Coaching messages could often be abrasive in that period but Wilkes had a more sensitive touch. “He brought his personality, character, nature to the job,” says Wadsworth. “His gentleness. Don’t get me wrong, he could crack the whip. Players knew where they stood. They couldn’t take advantage of him. But that quiet manner bred confidence and loyalty with his young players that was long-lasting.”
Wadsworth and Wilkes later worked together at Huddersfield Town in testing circumstances during 2002/3. “It was the hardest year of my life as a manager,” says Wadsworth. “I took Dave as my assistant and we had one hell of a tough time. We were bankrupt, players didn’t get paid from October until the time I got the sack in March, we were getting dogs’ abuse…and Dave was strong. He was so strong. He was stoic. He was a big help to me in a really tough period.”
Wilkes went on to return to Carlisle in 2005 and remained there until his death. He was respected in his latter role as head of academy coaching after a further, prolonged period helping and guiding new generations of young players, many of them Cumbrian, many of them also now flourishing in the professional game.
“Staying in the game is one thing. Staying in the game and being successful at what you do is another,” Wadsworth says. “Dave was successful because, throughout his career, players were identified, developed and moved into the first team or in many cases sold on for a great profit. It doesn’t happen by accident.
“When I was there, what happened was a windfall, there’s no two ways about it. It wasn’t the Class of 92 [Manchester United’s famous generation] but for us, for Carlisle United and the level we were at, it was just as magical. Three or four of them were internationals. It’s quite amazing.
“If David was appreciated as much as he could have been, I’m not sure. I’d have liked to have seen him have a proper testimonial for the work he did. You’d have to go a long way to find someone more deserving.”
Wadsworth’s affinity with Wilkes was not just as a football man. “When I was at Gretna, I’d stay with Dave some nights and we had great conversations. He was very interested in religion, in politics, in finance, ethics, morals, philosophy – he had strong views about certain issues and was very astute.

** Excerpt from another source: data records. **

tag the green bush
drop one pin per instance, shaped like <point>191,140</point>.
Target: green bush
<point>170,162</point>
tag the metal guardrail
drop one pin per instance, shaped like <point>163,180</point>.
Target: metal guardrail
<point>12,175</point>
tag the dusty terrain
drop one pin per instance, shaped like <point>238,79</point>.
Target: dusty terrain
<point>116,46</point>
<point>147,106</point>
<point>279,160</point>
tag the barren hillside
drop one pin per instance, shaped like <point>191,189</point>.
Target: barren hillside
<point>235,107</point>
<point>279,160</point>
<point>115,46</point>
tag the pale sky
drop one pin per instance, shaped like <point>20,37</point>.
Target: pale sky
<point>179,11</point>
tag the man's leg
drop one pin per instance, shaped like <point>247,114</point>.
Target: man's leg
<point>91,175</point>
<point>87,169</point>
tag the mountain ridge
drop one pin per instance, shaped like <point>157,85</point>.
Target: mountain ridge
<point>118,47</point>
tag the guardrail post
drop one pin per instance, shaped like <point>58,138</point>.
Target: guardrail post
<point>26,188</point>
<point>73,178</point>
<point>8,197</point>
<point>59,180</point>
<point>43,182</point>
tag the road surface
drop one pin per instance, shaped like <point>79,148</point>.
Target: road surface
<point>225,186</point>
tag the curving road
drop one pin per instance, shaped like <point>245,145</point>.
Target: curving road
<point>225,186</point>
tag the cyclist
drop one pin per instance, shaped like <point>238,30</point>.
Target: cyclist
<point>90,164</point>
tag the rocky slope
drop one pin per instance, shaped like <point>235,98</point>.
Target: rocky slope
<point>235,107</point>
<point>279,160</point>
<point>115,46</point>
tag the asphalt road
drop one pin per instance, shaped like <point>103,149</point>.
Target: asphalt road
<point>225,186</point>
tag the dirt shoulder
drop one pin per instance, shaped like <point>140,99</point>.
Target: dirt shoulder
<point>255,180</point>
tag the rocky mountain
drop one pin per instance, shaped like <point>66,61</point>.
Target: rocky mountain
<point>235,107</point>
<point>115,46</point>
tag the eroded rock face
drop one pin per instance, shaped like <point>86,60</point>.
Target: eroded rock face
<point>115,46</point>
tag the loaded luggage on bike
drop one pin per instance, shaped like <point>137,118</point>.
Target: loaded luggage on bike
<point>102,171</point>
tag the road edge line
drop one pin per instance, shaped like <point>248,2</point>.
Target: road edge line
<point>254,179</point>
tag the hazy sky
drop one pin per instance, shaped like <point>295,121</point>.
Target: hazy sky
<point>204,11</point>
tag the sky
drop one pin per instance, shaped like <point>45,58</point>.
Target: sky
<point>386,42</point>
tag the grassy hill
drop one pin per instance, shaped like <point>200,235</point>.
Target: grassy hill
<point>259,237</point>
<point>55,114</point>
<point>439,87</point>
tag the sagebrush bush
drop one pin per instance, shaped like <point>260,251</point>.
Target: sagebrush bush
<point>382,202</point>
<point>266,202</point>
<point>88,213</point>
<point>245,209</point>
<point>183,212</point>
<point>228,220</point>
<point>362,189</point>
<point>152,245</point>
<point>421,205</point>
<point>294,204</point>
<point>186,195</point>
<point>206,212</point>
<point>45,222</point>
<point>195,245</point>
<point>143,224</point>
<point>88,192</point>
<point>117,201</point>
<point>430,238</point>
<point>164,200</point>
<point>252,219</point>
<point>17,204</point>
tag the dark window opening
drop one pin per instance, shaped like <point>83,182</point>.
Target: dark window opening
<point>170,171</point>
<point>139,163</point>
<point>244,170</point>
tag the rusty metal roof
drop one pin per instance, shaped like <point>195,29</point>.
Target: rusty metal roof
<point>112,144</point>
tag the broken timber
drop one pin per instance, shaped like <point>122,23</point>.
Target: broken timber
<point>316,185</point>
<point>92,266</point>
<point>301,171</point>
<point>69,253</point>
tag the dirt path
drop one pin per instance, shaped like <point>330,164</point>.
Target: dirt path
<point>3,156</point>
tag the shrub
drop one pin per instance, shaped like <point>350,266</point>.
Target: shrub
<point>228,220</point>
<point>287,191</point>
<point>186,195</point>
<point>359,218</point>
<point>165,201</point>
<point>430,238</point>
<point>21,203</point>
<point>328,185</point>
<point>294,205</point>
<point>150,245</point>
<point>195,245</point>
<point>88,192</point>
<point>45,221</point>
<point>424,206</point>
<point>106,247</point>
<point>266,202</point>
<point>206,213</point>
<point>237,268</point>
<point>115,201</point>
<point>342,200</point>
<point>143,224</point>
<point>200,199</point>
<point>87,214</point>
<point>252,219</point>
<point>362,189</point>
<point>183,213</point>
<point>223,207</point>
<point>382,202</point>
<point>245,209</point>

“It was never heated or confrontational but we certainly had great debates. He had a great interest in current affairs which perhaps would surprise some people. He was smart. I always appreciated that about him. You didn’t have a boring conversation with him. And on the other side he was great fun. An incredible mimic, with a dry sense of humour.”
It pains Wadsworth greatly that he will not be able to share another of those conversations, or hear his old friend’s laugh again.
“We never lost touch, often went to functions together and I’d see him two or three times every year at least," he says. "We always played golf in the summer a couple of times – he’d either come down here [to Yorkshire] or me and a friend would play up there at Eden or Carlisle.
“That was in my mind over the last couple of weeks. It was our turn to go up this summer. I’ll now be coming up for different reasons, sadly.
“I know his family so well, and they are just great people. He was so much like his mother – so much. I feel so devastated for them all. I know how I feel, so how they feel I can’t imagine.”
When the day comes to bid farewell to David Wilkes, Wadsworth is in no doubt that the number of people there to do so will be considerable. Tuesday, July 11 will be a day of profound appreciation alongside the most acute regret.
“If anything can come out of this terribly sad and shocking end of life, then good response to good people, and good response to outstanding service to people, and good response to outstanding relationships with people, will be evident on that day,” Wadsworth says. “He was at heart a gentle, thoughtful soul, and he is going to be missed so much.”